Nel corso della sua carriera le è capitato di trattare persone affette da questa patologia?
“Non è una patologia ma un meccanismo di difesa che interviene quando siamo molto affaticati e stressati. Vedo costantemente persone in questa situazione, prevalentemente donne, ma anche uomini. Le donne, anche quando sono supportate o aiutate da qualcuno, sentono comunque maggiormente il peso della responsabilità della famiglia, dei figli, della casa, del lavoro”.
Cosa ne pensa delle percentuali fornite dal ministero della Salute? 
“Credo che siano realistiche, ma fino ad un certo punto. Vere per difetto. Tutti abbiamo la tendenza a dissociarci, più e più volte al giorno, soprattutto quando portiamo avanti i nostri rituali, viviamo giornate tutte uguali e siamo stanchi, molto stanchi”.

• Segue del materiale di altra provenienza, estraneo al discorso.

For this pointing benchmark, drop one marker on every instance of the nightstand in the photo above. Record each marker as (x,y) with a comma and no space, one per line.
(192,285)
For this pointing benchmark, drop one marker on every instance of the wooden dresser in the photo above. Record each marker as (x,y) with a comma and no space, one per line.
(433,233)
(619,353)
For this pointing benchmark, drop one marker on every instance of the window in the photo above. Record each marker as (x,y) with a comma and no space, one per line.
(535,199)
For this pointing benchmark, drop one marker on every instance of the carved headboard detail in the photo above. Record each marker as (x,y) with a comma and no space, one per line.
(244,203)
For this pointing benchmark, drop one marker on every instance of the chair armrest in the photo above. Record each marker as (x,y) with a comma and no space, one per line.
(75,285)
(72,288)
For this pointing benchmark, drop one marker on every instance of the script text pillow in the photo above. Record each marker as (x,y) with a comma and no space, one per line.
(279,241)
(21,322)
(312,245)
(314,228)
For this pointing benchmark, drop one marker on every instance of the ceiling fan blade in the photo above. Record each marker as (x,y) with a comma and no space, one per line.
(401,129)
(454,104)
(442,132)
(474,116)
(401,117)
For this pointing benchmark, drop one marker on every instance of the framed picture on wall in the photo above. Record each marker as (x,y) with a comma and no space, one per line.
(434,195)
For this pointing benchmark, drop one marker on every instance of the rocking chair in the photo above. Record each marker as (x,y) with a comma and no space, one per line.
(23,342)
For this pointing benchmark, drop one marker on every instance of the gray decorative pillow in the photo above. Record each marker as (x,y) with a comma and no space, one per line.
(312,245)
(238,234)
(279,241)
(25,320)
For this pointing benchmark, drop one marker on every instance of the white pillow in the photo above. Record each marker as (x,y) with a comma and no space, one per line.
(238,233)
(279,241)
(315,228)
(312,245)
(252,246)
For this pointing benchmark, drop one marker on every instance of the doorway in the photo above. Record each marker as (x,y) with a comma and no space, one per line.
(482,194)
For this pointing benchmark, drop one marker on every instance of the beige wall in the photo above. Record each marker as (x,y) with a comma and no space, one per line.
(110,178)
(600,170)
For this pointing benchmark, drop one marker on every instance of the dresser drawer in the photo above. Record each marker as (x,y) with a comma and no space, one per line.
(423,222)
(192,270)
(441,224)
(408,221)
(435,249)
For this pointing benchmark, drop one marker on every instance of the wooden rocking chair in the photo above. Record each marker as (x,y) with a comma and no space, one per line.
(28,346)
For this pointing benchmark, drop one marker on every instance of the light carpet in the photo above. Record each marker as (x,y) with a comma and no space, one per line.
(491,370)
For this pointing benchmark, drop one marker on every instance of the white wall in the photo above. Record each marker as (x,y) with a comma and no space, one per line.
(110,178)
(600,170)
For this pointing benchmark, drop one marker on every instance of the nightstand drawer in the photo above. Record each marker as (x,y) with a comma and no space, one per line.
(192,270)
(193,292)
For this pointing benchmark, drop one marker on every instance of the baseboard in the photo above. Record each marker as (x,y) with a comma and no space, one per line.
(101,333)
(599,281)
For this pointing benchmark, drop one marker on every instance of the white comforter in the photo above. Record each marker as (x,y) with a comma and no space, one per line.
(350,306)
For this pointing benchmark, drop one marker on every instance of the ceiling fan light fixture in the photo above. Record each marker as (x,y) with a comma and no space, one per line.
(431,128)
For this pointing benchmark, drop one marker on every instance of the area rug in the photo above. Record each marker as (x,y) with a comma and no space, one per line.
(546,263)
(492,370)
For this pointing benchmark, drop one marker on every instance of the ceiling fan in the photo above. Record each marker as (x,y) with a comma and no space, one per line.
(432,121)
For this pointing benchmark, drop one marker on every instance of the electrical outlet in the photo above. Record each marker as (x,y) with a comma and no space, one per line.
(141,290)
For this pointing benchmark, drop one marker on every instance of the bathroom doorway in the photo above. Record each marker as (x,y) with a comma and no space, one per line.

Lei è una psicologa-psicoterapeuta, ma prima di tutto è una mamma. Perché negli ultimi anni episodi come questo sono sempre più frequenti? Cosa sta succedendo?
“Sta succedendo di tutto. Siamo stanchi. Viviamo vite disumane che non ci appartengono. Ci sentiamo spesso soli ed anche un po’ sfruttati. Dal sistema, dal datore di lavoro, dai genitori anziani, dai figli, dal partner che collabora (spesso) solo a parole”.
Quali sono i suoi consigli?
“Non giudicare, mai. Frasi tipo: a me non potrebbe succedere, non andrebbero mai pronunciate. Siamo stati tutti dissociati, tante e tante volte. Quanta gente posteggia e non ricorda dove ha lasciato la macchina? L’amore non c’entra. Spesso cose così gravi accadono proprio ai genitori più precisi e meticolosi. La signora e i tanti genitori che l’hanno preceduta ed a cui è successa questa tragedia, non hanno dimenticato i figli in macchina. Non cadiamo in questa stupida conclusione. Hanno dimenticato di fare una tappa, di fermarsi a scuola, rimanendo però convinti di averlo fatto. Tutti hanno interrotto la normale routine quotidiana, spostato l’ordine dei gesti compiuti normalmente e creduto invece di aver rispettato l’ordine. Per tentare di evitare che questo accada si possono usare piccoli accorgimenti: il più semplice è quello di mettere la borsa, dietro, vicino al bambino o di montare in macchina uno di quei dispositivi che suonano se chiudiamo la macchina con qualcuno ancora dentro.
Infine non dimentichiamo, in questo caso, il papà. A lui il compito più difficile, quello di sostenere la moglie ed il suo dolore. Sarà lui ed il suo comportamento a fare la differenza. Gli si chiede tanto, tantissimo: archiviare il suo dolore per sostenere quello della moglie. Spero di cuore, che ci riesca . Che riesca a comprendere senza colpevolizzare”.